El deterioro de la seguridad ciudadana es grave; pero eso no es lo peor. Sucede que en esta sociedad, que huye rabiosamente de incluso tenues políticas igualitarias, la inseguridad va por barrios. En efecto, recordará el lector que durante un periodo de tiempo bandas integradas por desarraigados del Este europeo aterrorizaron con acciones espectaculares varias joyerías de lujo. Que se sepa, la plaga ha pasado. No da la impresión de que el cese de esa violencia sobre negocios --y sus propietarios-- de alto standig sea debido a que la humedad de Barcelona haya hecho mella en los castigados pulmones de los exmilicianos orientales.
Parece, más bien, que se trata de una aplicación intensa, tanto represiva como de inteligencia, de las fuerzas de seguridad en esta terreno. De esta suerte, y hay que celebrarlo, los negocios más atractivos de nuestras calles y avenidas más emblemáticas se han sacudido de encima esos bárbaros delincuentes.

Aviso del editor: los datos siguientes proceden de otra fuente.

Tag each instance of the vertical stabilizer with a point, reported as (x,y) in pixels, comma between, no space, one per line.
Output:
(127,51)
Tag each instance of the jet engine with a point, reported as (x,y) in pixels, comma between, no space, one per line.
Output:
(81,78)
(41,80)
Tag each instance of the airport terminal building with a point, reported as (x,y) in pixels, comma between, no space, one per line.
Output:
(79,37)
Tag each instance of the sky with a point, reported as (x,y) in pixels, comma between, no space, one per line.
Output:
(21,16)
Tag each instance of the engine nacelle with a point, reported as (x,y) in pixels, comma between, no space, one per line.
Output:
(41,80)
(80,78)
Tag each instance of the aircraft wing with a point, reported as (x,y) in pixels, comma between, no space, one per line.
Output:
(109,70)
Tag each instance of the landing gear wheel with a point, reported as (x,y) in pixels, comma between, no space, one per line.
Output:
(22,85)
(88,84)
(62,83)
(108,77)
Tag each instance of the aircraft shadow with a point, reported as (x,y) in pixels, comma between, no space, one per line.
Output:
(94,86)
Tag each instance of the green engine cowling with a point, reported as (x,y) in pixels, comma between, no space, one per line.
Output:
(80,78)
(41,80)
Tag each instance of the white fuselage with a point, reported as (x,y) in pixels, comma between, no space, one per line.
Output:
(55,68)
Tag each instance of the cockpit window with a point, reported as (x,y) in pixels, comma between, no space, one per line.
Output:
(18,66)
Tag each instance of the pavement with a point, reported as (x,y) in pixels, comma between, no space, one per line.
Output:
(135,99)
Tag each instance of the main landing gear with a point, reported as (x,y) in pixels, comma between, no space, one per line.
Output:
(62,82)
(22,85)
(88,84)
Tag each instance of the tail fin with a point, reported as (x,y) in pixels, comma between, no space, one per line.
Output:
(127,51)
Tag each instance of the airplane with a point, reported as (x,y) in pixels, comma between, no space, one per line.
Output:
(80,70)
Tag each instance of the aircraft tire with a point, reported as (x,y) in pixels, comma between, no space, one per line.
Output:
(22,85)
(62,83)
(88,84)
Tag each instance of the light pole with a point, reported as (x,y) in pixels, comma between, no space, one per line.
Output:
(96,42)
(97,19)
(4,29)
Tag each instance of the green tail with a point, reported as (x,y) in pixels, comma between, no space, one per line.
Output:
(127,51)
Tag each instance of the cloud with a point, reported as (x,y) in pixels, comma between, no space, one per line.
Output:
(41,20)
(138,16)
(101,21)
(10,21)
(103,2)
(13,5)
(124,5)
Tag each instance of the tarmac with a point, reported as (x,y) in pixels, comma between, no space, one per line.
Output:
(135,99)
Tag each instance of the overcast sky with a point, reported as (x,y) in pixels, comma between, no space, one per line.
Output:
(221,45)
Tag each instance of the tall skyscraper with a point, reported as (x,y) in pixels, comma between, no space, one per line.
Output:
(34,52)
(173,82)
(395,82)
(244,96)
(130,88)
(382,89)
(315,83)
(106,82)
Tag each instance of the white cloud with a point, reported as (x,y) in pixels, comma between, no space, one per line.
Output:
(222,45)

Sin embargo, la seguridad ciudadana tiene que ir más allá del Eixample o Sant Gervasi. La seguridad ciudadana, como derecho ciudadano, debe ser extensible y extendida en intensidad y calidad en todos los confines urbanos.
UNA VEZ MÁS se demuestra que no es una cuestión de leyes. Descartada la demagogia, no ya el delito sino la tragedia cobra realidad: ante la pasividad de las autoridades, sólo queda dormir en la trastienda con las consecuencias que conocemos. Todo apunta a que, tras los lamentos de rigor, la situación seguirá igual, pues los que tienen en su mano que las cosas cambien van a seguir con su inacción. Habrá quejas y se responderá con la palabrería grandilocuente de rigor; durante unos días veremos, en el barrio en cuestión, alguna patrulla policial --¿quién quedará ahora al descubierto?--. Sin embargo, calmadas las aguas, la seguridad volverá a sus reales bienestantes y, otra vez, quien paga se quedará sin sus derechos, acaso sin su hacienda y, si no hay un milagro, sin su bien más querido: la vida. La democracia exige como sustrato una buena seguridad. Ello no quiere decir una tranquilidad absoluta; quien eso pretenda debe mudarse a un cementerio. Con todo, desde el impasse actual a una seguridad ciudadana razonable, es decir para todos y en toda circunstancia, media un trecho. El esfuerzo a realizar para andarlo tiene fecha de caducidad; la represión a toda costa --acaso objetivo del autoritarismo rampante-- será el anhelo de los más. El precio a pagar será nuestra libertad.